Il giudice conferma: Grillo è un diffamatore

Il leader M5s insultò il professor Battaglia, firma del «Giornale»: dovrà pagare 6mila euro

Il giudice conferma: Grillo è un diffamatore

La condanna rimane. Ma cambia: 6 mila euro contro l'anno di carcere inflitto in primo grado. Si chiude cosi alla Corte d'Appello di Ancona anche il secondo round di un match che va avanti da sei anni: Beppe Grillo ha diffamato il professor Franco Battaglia (difeso dall'avvocato Lauretta Giulioni), associato di chimica-fisica all'Università di Modena e firma del Giornale. Nel 2011, alla vigilia del referendum sul nucleare, Michele Santoro aveva invitato in studio alcuni esperti, fra cui Battaglia, da sempre paladino dell'atomo e del suo utilizzo. Così l'editorialista del Giornale era finito nel mirino del comico genovese che qualche giorno dopo, nel corso di un comizio a San Benedetto del Tronto, lo aveva apostrofato con parole durissime: «Ai tempi del fascismo non si mediava Anch'io non voglio mediare: Battaglia, che è pagato dalle multinazionali, lo prendo a calci nel c... e lo sbatto in galera».

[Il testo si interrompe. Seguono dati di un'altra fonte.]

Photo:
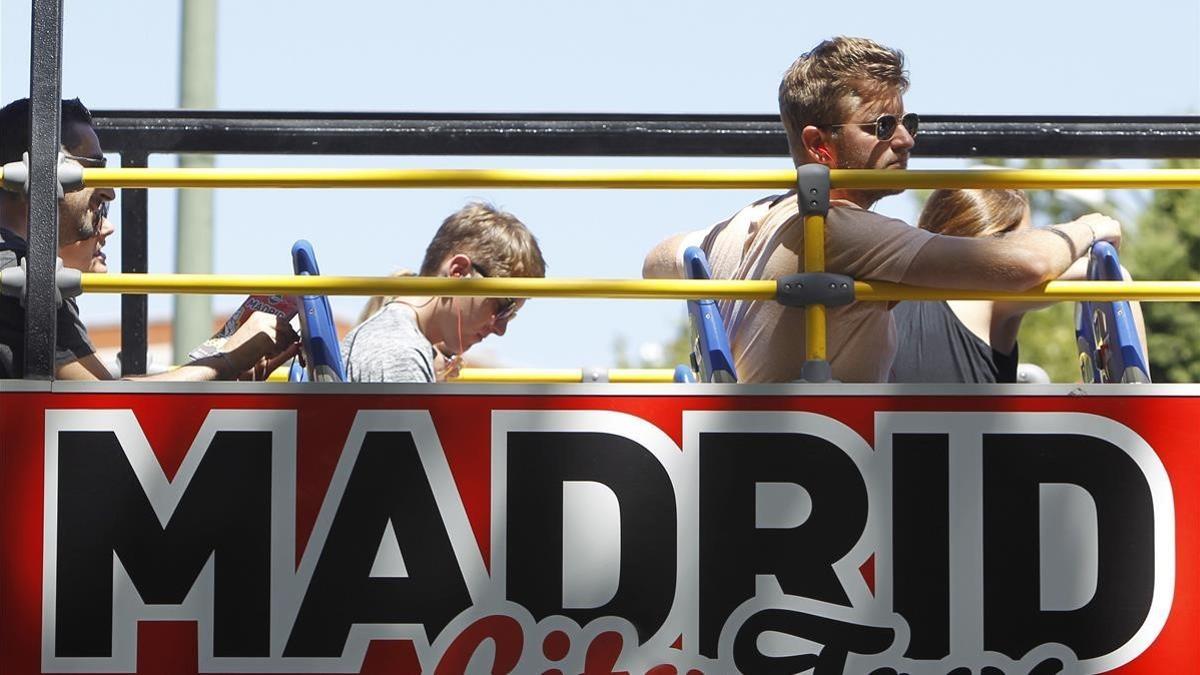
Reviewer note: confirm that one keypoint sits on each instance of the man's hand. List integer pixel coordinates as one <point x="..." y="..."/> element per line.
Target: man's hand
<point x="261" y="345"/>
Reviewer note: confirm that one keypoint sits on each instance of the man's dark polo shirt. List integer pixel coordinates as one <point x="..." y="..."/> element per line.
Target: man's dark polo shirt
<point x="72" y="335"/>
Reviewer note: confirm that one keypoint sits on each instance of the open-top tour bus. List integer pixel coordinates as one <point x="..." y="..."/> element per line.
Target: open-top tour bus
<point x="589" y="527"/>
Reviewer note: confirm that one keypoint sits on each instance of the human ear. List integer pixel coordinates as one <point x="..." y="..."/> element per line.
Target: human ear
<point x="816" y="149"/>
<point x="457" y="264"/>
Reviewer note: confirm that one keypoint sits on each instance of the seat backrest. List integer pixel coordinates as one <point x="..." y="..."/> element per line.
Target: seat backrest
<point x="712" y="354"/>
<point x="318" y="333"/>
<point x="1109" y="347"/>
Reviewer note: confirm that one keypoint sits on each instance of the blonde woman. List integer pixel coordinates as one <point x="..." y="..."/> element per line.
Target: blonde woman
<point x="969" y="340"/>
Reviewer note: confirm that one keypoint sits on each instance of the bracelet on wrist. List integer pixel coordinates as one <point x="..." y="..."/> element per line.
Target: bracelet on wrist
<point x="229" y="366"/>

Un discorso, come si può vedere, inaccettabile e minaccioso, ma anche costruito con lo scopo di screditare uno studioso apprezzato dai lettori del Giornale per la sua capacità di smontare e ribaltare luoghi comuni e stereotipi del politically correct. Battaglia aveva querelato con una motivazione molto semplice: «Ho duecento studenti che vogliono sapere se il sottoscritto è sul libro paga delle multinazionali o ragiona con la propria testa».

In primo grado, ad Ascoli Piceno, Grillo era stato condannato a 1 anno di carcere, oltre al pagamento di una provvisionale di 50 mila euro e delle spese legali. «Obiettivamente una pena pesante - rimarca ora Battaglia - perché un anno di carcere di questi tempi non lo si dà nemmeno a chi ruba». La pena viene dunque rimodulata in chiave pecuniaria: 6 mila euro, oltre alla provvisionale di 50 mila euro e alle spese legali, lievitate a quota 12 mila euro. «L'onore è salvo - prosegue il professor Franco Battaglia - posso continuare a fare lezione a testa alta». Peraltro ci sono voluti sei anni per due gradi di giudizio non particolarmente complessi.

Cosi il docente lancia l'allarme: «Di ritardo in ritardo, aspettando la Cassazione, andiamo incontro alla prescrizione che si avvicina sempre di più. Non mi meraviglierei se questa vicenda dovesse finire in niente».

Ma questa è un' altra storia che riguarda il malfunzionamento della giustizia italiana.